Tichys Einblick
Weil nicht sein kann, was nicht sein darf

Wie die Tagesschau eine Corona-Studie uminterpretiert

Eine großangelegte Corona-Studie aus Sachsen hat kein Infektionsrisiko an Schulen festgestellt. In der ARD-Tagesschau wird sie so dargestellt, dass die Furcht vor dem Schulbeginn in zahlreichen Ländern weiterwirkt.

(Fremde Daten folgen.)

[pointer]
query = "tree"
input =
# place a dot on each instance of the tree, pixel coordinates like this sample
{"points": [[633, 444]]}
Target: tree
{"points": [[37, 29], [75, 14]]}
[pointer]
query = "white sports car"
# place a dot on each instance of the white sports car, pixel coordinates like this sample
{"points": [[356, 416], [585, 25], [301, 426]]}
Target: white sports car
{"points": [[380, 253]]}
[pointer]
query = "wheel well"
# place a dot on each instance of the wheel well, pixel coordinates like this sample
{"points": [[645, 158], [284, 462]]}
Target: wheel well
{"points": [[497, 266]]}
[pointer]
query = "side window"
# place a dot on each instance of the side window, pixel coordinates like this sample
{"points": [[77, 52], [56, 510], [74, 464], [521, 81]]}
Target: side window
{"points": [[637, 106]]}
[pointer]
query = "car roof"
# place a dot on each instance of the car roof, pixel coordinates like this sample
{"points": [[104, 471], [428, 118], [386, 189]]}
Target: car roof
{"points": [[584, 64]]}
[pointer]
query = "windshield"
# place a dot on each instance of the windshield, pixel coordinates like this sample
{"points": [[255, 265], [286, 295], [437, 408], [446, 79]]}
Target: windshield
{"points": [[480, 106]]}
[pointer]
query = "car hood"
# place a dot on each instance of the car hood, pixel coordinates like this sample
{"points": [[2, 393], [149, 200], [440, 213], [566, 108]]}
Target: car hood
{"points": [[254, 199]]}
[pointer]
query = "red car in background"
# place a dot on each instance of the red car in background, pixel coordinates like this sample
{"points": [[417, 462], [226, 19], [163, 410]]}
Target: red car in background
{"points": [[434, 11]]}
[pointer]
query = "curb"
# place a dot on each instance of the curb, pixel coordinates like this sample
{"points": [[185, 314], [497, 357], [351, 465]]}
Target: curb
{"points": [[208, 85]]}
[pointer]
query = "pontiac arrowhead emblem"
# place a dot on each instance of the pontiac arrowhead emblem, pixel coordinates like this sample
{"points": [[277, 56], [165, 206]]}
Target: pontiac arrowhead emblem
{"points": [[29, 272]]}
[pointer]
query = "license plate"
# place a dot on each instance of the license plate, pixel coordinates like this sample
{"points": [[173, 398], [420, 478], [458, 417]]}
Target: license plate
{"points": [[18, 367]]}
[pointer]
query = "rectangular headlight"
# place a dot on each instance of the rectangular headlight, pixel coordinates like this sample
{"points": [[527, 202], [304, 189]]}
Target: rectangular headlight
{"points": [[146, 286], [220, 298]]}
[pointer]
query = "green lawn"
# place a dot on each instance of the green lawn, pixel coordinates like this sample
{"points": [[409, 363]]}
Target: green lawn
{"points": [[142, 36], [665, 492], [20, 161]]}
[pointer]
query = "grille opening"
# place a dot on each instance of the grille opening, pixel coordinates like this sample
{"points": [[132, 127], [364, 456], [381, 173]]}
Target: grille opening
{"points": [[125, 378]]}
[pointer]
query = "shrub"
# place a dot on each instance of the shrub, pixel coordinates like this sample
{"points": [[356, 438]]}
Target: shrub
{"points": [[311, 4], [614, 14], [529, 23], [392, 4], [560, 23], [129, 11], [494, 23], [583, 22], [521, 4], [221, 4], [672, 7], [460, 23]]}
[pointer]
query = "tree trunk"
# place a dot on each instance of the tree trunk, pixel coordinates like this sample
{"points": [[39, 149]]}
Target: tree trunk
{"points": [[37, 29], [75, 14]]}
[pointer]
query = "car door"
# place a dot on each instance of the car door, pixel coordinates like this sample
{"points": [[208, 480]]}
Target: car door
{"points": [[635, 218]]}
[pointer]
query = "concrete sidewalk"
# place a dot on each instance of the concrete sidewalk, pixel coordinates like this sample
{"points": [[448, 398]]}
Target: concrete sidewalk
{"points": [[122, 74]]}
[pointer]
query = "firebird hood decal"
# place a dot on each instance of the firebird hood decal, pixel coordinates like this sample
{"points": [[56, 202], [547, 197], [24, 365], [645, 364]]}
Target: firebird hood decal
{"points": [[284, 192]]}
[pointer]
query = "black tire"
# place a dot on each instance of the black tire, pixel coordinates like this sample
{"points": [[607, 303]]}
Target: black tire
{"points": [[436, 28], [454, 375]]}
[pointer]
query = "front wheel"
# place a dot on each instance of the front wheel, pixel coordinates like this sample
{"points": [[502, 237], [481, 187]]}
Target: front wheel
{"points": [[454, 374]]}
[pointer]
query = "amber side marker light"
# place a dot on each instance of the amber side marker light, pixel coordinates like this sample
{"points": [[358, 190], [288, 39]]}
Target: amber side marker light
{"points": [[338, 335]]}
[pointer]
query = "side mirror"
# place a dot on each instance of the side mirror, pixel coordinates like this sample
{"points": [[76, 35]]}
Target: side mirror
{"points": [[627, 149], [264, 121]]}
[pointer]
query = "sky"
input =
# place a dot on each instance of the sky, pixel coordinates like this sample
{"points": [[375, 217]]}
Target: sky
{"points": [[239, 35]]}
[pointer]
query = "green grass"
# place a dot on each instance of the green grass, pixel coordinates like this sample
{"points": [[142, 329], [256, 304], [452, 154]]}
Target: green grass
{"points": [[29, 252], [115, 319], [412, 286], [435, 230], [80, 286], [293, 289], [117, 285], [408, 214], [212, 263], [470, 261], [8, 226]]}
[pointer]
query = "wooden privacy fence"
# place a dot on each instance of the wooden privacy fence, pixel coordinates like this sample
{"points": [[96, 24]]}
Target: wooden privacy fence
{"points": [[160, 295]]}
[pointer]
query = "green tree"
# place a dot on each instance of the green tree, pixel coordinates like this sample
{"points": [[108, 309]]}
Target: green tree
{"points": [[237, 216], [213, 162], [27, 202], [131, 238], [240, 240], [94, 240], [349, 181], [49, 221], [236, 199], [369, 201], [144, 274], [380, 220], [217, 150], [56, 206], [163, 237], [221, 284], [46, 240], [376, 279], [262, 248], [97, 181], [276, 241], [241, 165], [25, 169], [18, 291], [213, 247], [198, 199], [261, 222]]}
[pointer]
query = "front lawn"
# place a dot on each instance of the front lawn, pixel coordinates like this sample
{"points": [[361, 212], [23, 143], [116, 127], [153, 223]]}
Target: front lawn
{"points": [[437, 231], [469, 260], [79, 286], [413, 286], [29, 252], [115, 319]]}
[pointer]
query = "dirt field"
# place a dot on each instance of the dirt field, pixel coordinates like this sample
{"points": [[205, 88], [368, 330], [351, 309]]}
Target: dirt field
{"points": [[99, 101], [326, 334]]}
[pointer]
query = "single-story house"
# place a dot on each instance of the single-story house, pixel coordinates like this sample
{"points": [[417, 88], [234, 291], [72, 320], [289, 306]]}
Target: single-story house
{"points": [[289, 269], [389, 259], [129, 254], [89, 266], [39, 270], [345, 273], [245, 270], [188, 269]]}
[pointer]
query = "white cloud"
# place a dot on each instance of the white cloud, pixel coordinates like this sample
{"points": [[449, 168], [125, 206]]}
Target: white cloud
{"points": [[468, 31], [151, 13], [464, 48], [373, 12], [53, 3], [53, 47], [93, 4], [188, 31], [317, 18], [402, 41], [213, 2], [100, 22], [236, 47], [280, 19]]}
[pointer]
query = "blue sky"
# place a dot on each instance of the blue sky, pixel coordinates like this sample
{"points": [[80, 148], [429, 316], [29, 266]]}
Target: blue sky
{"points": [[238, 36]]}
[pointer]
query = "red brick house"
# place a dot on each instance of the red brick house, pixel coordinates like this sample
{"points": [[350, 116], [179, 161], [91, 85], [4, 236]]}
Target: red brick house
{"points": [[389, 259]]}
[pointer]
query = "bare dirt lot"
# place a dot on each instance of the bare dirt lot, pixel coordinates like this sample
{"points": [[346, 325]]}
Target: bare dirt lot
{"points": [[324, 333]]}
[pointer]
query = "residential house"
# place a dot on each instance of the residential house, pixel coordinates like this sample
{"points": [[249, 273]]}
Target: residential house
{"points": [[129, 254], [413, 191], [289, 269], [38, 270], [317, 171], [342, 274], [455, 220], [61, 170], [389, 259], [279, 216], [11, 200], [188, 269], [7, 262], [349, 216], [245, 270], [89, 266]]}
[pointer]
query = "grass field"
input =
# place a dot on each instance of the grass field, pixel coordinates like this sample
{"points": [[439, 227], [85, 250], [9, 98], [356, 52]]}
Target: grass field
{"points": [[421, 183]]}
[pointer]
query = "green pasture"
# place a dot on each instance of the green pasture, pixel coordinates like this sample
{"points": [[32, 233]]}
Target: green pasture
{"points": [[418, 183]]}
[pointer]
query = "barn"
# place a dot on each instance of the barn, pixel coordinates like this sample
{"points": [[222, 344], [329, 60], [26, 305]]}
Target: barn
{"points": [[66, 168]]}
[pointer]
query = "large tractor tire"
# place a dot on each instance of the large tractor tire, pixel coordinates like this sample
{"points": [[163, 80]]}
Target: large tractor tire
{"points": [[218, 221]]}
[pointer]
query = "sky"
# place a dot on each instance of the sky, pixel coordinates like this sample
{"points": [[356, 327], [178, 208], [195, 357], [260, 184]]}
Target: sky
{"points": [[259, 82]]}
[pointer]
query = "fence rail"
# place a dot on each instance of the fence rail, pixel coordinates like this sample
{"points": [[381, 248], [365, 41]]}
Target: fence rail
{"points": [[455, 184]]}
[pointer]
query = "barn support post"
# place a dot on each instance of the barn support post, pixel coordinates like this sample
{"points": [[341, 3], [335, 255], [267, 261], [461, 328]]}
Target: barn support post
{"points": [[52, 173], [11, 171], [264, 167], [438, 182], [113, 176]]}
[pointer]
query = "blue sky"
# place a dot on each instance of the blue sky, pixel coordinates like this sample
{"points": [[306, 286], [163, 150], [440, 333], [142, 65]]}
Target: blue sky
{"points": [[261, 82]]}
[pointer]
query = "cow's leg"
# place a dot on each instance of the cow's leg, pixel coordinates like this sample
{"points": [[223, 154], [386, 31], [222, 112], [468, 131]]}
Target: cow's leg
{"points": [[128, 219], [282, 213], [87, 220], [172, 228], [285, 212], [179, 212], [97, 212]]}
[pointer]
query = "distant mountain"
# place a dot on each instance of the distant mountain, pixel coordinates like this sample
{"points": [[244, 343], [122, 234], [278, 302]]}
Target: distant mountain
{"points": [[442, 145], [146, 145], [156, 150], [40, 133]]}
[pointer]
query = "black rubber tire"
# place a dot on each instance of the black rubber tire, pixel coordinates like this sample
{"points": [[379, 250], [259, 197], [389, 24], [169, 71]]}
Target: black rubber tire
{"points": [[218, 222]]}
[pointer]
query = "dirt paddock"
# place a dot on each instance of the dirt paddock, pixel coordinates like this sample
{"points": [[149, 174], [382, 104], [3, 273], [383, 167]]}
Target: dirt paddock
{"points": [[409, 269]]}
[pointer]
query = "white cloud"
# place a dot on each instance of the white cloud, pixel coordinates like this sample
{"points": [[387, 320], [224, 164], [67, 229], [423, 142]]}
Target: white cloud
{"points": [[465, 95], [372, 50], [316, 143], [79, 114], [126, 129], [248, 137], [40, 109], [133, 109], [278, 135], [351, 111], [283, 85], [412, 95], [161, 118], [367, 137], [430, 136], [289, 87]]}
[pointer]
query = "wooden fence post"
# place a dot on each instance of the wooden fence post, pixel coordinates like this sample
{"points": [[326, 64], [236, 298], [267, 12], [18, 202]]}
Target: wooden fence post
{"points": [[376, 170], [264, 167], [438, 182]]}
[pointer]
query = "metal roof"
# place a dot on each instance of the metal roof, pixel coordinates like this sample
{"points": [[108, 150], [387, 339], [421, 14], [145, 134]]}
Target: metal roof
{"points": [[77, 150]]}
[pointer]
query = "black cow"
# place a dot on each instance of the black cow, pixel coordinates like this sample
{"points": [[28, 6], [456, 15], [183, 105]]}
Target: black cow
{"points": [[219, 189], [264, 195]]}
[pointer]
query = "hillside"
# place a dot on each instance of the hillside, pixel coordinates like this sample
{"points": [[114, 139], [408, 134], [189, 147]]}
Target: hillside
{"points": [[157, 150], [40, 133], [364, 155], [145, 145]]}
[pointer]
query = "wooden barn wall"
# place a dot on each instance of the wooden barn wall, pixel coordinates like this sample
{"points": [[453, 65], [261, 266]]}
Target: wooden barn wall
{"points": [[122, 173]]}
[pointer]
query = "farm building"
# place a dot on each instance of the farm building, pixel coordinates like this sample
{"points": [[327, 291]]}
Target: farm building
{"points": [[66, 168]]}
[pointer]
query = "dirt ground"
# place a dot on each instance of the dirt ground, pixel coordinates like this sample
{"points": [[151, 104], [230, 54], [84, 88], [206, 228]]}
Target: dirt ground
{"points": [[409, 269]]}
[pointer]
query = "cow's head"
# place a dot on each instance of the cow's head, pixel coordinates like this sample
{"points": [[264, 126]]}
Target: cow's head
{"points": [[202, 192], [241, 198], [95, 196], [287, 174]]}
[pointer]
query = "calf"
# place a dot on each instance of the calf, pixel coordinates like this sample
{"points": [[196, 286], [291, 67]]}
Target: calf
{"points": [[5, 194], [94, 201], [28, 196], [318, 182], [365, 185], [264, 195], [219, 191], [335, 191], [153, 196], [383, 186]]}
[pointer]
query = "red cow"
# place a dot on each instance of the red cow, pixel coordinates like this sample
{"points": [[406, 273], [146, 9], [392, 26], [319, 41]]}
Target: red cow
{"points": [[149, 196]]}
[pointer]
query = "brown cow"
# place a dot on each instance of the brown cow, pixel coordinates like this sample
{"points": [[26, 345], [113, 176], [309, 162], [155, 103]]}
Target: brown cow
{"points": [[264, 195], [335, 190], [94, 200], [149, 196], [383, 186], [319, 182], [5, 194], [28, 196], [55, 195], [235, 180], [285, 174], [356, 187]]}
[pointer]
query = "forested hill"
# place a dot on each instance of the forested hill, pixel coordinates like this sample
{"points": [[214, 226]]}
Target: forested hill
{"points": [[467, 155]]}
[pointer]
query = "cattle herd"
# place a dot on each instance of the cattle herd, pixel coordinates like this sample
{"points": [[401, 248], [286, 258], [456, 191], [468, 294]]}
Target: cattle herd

Screenprint: ARD/Tagesschau

Sicher ist die Corona-Gefahr noch nicht gebannt. Mit steigenden Infektionszahlen durch die Urlaubsreisezeit haben Experten gerechnet. Allerdings bleibt eine bedrohliche Lage „mit explodierenden Zahlen weltweit“, wie etwa von der Brandenburger Gesundheitsministerin Ursula Nonnenmacher (Grüne) behauptet, vor allem in Ostdeutschland trotz voller Strände und Badeorte bislang völlig aus. Umso auffälliger die politischen und medialen Bestrebungen, die Angstkurve möglichst hoch zu halten.

Auch Kinder geraten jetzt wieder ins Visier der Angstverbreiter vor allem in den Medien. Die Ferien gehen vielerorts zu Ende und der Schulunterricht soll wieder beginnen. Grund genug für die ARD-Tagesschau Anfang der Woche um 20 Uhr in einem langen Beitrag darüber zu berichten, welche Corona-Schutzmaßnahmen an den Schulen jetzt notwendig seien.

Der eigentliche Knaller ist allerdings der Bericht über eine großangelegte Corona-Studie in Sachsen der Leipziger Universität, die über zwei Monate (Mai/Juni) nämlich kein Corona-Risiko an Schulen feststellte. „Die akute Ansteckung lag bei null“, erläutert Professor Wieland Kiess vom Leipziger Universitätsklinikum das Ergebnis. Obendrein leiden Kinder inzwischen an der angeordneten Schulferne. „Drei Viertel sagten von sich aus, ich möchte bitte wieder in die Schule gehen,“ betont Kiess. Sein Fazit: Schulschließungen schaden denen massiv, „die sowieso wenig an Bildung teilhaben“. An den Untersuchungen waren Grundschulen und weiterführende Schulen in Leipzig, Dresden, Zwickau sowie Borna und Werdau beteiligt.

Kein Infektionsrisiko an Schulen

Danach hatte keine einzige der rund 2.600 Testpersonen eine aktive Infektion. Antikörper gegen SARS-CoV-2 konnten lediglich bei 14 Probanden festgestellt werden. Insgesamt hatte ein Team von Wissenschaftlern 2.687 Probanden untersucht: 1.884 Schülerinnen und Schüler sowie 803 Angestellte in 18 Schulen in fünf sächsischen Städten. Von diesen ließen sich 2.599 auf eine aktive Infektion mittels Rachenabstrichs und 2.344 auf eine bereits abgelaufene COVID-19-Erkrankung mittels Blutentnahme testen, berichtete immerhin der MDR dieser Tage.
Bereits Mitte Juli hatte die TU Dresden in einer vergleichbaren Studie festgestellt, dass sich sächsische Schulen nach der Wiedereröffnung keine Hotspots für Corona-Infektionen sind. Die Forscher im Mai und Juni 2.045 Blutproben aus Dresdner Schulen und Schulen im Landkreis Bautzen untersucht.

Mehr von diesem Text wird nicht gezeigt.